Das Team zu verschlechtern ist eines der einfachsten Sachen, die man als General Manager  bewerkstelligen kann. Die Trades völlig ohne Talente oder Picks abzuwickeln, ist schlichtweg nicht hinzunehmen. Daran ändern auch Moe Harkless oder Nikola Vucevic nichts, die keine Bausteine für eine Franchise sind. Die mitgeschickten Picks der drei anderen Teams sind ein Treppenwitz. Alle Picks sind geschützt, die Sixers haben einen First Rounder 2015, die Lakers gar erst für 2017 mit in den Deal eingebaut. Das sind nur der Definition nach Picks. Überdurchschnittliche NBA-Spieler erhält man damit keinesfalls.

Frage 2: Warum sind die Houston Rockets oder Brooklyn Nets nicht involviert?

General Manager Daryl Morey hatte den Kader der Rockets völlig auf einen Blockbustertrade ausgerichtet, der ihm Dwight Howard oder zumindest Andrew Bynum bringen sollte. Dazu hatte er eine Reihe von Rookieverträgen angehäuft, um einen Abnehmer zu finden, der Talent gegen Superstar tauscht. Die einfache Antwort auf die Frage ist: Morey darf bis zum 26. August keinen Rookie traden. Nach dem Signing des Rookievertrages muss Morey 30 Tage warten, ehe er Royce White, Terrence Jones, Donatas Motiejunas oder Jeremy Lamb traden könnte. Gut, dann hätte man einfach drei Wochen warten und die Rockets einbinden können.

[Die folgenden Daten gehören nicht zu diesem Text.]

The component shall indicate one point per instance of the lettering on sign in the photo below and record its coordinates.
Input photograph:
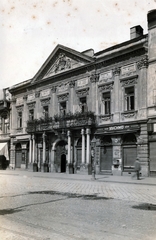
(24, 146)
(31, 97)
(106, 75)
(45, 93)
(19, 101)
(63, 87)
(128, 69)
(82, 82)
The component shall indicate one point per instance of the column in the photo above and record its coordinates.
(88, 146)
(33, 150)
(30, 150)
(83, 146)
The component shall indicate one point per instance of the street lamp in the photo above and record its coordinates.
(93, 144)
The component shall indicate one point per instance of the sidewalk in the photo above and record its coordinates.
(82, 177)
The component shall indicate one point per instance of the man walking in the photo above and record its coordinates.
(137, 168)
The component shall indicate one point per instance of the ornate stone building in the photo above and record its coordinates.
(4, 128)
(77, 97)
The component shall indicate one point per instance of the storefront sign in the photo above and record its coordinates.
(31, 97)
(45, 93)
(105, 76)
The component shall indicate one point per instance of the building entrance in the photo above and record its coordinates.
(63, 163)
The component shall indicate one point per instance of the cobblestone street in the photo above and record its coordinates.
(42, 206)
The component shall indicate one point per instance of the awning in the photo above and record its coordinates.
(4, 150)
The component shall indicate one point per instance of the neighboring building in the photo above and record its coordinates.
(4, 128)
(76, 98)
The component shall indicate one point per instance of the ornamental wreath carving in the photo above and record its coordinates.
(20, 108)
(31, 105)
(94, 78)
(143, 63)
(45, 101)
(63, 97)
(106, 87)
(82, 92)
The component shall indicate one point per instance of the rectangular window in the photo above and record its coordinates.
(45, 111)
(63, 109)
(31, 114)
(83, 104)
(129, 99)
(19, 120)
(106, 102)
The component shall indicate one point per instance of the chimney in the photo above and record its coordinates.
(136, 31)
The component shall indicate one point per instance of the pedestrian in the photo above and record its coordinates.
(137, 168)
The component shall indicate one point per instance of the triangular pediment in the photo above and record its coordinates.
(62, 59)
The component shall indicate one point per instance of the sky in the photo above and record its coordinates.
(30, 30)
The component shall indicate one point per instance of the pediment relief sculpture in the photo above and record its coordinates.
(63, 63)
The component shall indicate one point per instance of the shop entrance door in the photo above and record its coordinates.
(152, 150)
(106, 158)
(63, 163)
(129, 157)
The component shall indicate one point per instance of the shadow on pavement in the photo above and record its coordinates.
(73, 195)
(145, 206)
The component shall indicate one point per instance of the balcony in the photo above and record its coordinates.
(69, 120)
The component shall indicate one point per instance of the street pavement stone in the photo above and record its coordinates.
(132, 190)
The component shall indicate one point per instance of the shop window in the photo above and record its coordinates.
(129, 99)
(106, 99)
(63, 109)
(83, 104)
(31, 114)
(6, 125)
(46, 111)
(19, 120)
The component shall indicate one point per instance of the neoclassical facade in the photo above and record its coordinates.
(83, 101)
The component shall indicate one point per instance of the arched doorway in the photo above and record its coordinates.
(60, 156)
(129, 151)
(106, 154)
(18, 157)
(63, 163)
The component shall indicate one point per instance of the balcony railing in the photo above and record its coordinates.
(68, 120)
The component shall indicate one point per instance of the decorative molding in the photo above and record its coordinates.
(45, 93)
(31, 105)
(83, 92)
(53, 89)
(94, 78)
(25, 97)
(128, 70)
(143, 63)
(106, 117)
(116, 71)
(106, 87)
(105, 77)
(31, 97)
(131, 114)
(63, 97)
(63, 87)
(45, 101)
(129, 81)
(20, 108)
(62, 63)
(37, 94)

Wieso dies nicht geschah, ist schwer nachzuvollziehen. Vielleicht sahen die Magic in keinem Talent einen Star. Diese Ansicht ist legitim. Wenn man also in dieser Saison mindestens 85% Salary ausfüllen muss und keinem Talent den Sprung zum Star in der Liga zutraut, kann man auch einfach die teureren Afflalo und Harrington aufnehmen – klingt verquer, ist es wahrscheinlich auch.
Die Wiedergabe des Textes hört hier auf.